Live Notebook

You can run this notebook in a live session Binder or view it on Github.

DataFrames: Reading in messy data

In the 01-data-access example we show how Dask Dataframes can read and store data in many of the same formats as Pandas dataframes. One key difference, when using Dask Dataframes is that instead of opening a single file with a function like pandas.read_csv, we typically open many files at once with dask.dataframe.read_csv. This enables us to treat a collection of files as a single dataset. Most of the time this works really well. But real data is messy and in this notebook we will explore a more advanced technique to bring messy datasets into a dask dataframe.

Start Dask Client for Dashboard

Starting the Dask Client is optional. It will provide a dashboard which is useful to gain insight on the computation.

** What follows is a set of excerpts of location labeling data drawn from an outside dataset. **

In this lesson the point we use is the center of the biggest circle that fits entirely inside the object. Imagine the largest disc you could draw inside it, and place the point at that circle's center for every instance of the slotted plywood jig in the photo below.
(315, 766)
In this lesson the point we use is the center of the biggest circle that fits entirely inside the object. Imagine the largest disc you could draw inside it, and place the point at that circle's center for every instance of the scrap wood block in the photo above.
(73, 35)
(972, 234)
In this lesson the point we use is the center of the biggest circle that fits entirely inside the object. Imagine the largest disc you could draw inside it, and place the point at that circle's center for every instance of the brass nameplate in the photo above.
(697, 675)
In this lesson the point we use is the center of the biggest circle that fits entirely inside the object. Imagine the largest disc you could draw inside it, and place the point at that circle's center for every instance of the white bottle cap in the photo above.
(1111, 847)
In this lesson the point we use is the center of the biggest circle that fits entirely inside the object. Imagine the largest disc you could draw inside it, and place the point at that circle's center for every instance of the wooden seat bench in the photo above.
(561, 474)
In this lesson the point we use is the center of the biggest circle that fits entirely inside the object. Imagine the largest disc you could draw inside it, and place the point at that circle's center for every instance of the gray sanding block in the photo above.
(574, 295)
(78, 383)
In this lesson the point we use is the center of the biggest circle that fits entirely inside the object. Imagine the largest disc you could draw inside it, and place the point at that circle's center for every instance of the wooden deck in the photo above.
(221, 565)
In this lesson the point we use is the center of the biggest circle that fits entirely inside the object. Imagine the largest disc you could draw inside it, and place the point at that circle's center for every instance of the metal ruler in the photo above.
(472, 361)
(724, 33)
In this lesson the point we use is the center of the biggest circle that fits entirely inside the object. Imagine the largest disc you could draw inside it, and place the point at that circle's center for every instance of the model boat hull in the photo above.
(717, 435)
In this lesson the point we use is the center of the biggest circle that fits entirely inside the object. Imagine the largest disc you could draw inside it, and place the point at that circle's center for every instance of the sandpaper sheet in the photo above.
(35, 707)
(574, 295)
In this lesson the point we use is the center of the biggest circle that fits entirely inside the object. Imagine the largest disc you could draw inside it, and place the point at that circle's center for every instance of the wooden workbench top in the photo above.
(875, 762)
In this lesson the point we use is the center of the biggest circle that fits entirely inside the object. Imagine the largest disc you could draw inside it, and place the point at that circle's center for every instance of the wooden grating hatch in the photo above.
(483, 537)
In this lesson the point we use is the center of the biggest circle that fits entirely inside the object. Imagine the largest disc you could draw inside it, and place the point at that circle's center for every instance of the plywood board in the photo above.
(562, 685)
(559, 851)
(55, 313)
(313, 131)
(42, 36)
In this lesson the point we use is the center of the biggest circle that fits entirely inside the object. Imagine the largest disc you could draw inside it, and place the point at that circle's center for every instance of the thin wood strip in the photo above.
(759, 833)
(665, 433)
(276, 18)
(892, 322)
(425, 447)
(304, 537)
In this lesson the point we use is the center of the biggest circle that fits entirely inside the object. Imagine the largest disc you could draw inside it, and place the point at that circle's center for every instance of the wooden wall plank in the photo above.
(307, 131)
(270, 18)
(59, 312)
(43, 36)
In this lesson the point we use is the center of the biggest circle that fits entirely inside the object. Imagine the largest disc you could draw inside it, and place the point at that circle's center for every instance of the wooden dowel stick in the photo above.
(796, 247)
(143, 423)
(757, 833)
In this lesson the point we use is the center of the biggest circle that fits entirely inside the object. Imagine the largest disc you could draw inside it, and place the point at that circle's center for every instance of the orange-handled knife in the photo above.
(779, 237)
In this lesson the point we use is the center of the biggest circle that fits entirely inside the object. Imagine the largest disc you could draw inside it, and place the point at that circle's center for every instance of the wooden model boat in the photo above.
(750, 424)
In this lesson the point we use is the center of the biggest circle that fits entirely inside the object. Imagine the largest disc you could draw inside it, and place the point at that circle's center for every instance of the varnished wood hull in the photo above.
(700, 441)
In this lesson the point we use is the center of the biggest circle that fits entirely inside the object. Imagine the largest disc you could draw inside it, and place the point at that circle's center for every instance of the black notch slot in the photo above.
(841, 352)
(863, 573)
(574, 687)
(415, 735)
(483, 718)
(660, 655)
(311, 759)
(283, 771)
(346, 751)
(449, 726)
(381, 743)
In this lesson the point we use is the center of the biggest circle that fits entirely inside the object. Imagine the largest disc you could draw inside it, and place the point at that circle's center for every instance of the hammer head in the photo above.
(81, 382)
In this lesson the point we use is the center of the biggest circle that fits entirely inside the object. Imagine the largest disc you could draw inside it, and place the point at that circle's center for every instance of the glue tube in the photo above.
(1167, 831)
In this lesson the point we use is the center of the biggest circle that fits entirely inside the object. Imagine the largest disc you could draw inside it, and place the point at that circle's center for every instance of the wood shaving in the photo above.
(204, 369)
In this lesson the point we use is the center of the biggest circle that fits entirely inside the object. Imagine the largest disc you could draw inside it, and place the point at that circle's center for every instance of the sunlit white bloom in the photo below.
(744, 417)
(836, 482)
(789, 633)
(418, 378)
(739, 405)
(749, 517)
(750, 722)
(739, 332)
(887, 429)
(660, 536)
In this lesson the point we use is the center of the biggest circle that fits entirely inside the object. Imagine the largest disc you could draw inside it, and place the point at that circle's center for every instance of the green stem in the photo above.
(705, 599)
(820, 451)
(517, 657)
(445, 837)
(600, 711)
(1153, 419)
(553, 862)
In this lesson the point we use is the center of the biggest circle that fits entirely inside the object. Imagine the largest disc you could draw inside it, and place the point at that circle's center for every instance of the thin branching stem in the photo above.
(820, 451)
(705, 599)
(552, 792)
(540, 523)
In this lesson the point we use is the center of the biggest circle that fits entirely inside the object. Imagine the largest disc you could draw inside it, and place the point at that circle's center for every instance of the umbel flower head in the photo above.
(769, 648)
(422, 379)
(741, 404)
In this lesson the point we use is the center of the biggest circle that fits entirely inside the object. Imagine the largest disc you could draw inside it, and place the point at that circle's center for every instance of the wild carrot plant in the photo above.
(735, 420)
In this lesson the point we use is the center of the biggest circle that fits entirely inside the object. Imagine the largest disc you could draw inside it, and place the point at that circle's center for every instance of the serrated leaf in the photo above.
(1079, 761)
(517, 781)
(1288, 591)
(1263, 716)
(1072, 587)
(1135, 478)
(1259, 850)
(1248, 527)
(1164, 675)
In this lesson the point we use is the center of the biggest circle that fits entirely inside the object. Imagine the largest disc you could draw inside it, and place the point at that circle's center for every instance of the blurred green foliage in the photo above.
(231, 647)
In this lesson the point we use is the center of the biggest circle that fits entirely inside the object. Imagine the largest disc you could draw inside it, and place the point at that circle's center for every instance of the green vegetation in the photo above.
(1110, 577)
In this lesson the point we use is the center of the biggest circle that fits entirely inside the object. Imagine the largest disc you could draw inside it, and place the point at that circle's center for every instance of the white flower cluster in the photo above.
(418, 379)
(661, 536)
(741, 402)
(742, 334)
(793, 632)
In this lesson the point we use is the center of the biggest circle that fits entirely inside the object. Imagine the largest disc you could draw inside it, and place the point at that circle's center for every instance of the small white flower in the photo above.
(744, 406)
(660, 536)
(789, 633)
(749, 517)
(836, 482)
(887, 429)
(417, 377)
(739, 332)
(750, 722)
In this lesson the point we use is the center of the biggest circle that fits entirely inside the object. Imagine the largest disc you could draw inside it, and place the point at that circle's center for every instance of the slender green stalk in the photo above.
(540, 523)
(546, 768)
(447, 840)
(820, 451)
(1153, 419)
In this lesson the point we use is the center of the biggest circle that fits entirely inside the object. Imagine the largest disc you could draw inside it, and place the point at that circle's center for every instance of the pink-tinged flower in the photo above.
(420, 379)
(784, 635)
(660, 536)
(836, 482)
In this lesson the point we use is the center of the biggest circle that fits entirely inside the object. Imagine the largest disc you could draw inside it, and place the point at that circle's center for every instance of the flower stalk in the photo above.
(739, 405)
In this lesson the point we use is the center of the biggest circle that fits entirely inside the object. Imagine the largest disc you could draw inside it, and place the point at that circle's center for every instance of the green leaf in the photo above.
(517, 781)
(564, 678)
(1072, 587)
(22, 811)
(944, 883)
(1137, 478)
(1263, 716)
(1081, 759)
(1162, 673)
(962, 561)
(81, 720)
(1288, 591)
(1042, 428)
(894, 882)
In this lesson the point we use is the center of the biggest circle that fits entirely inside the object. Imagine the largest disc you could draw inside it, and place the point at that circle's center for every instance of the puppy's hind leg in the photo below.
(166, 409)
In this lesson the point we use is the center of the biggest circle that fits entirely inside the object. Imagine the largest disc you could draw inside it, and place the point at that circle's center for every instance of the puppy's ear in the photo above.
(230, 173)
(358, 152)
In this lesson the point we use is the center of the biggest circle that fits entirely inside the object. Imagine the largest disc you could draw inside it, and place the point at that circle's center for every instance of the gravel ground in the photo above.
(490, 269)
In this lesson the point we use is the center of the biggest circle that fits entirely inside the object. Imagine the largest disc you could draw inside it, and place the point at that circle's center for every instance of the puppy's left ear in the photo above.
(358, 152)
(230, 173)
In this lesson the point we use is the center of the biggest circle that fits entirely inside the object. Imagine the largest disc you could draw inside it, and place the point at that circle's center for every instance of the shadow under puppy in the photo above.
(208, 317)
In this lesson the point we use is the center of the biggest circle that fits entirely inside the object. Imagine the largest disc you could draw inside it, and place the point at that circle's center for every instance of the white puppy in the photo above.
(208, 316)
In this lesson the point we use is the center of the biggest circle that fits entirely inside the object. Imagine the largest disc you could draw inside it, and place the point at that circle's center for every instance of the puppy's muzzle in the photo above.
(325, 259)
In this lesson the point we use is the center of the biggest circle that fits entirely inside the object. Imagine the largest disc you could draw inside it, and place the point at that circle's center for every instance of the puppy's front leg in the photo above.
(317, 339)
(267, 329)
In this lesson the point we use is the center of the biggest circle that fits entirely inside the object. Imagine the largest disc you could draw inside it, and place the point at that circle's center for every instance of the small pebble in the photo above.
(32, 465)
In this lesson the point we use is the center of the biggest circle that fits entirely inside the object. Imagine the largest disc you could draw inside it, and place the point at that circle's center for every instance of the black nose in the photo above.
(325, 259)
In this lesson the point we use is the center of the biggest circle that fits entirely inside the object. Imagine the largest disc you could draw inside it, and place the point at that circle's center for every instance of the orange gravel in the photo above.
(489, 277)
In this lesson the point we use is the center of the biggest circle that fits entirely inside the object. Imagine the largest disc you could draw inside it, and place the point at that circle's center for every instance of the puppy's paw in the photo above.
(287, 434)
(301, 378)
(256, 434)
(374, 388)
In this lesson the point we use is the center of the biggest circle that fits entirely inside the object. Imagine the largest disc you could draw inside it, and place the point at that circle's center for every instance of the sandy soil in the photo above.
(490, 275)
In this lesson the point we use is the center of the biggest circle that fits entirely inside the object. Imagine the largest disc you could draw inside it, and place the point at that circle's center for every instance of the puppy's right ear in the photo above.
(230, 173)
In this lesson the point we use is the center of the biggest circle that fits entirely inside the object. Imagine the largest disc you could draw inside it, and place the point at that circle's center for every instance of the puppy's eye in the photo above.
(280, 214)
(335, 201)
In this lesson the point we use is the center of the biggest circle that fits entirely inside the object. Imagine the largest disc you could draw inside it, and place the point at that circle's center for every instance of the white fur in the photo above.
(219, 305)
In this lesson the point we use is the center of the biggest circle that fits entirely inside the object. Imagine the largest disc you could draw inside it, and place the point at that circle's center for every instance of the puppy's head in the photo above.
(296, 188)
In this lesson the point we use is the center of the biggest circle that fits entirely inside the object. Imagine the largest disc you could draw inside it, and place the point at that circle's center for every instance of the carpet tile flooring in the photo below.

The link to the dashboard will become visible when you create the client below. We recommend having it open on one side of your screen while using your notebook on the other side. This can take some effort to arrange your windows, but seeing them both at the same is very useful when learning.

[1]:
from dask.distributed import Client
client = Client(n_workers=1, threads_per_worker=4, processes=True, memory_limit='2GB')
client
[1]:

Client

Client-26d54db6-d520-11ec-a232-000d3aeabb7a

Connection method: Cluster object Cluster type: distributed.LocalCluster
Dashboard: http://127.0.0.1:8787/status

Cluster Info

Create artificial dataset

First we create an artificial dataset and write it to many CSV files.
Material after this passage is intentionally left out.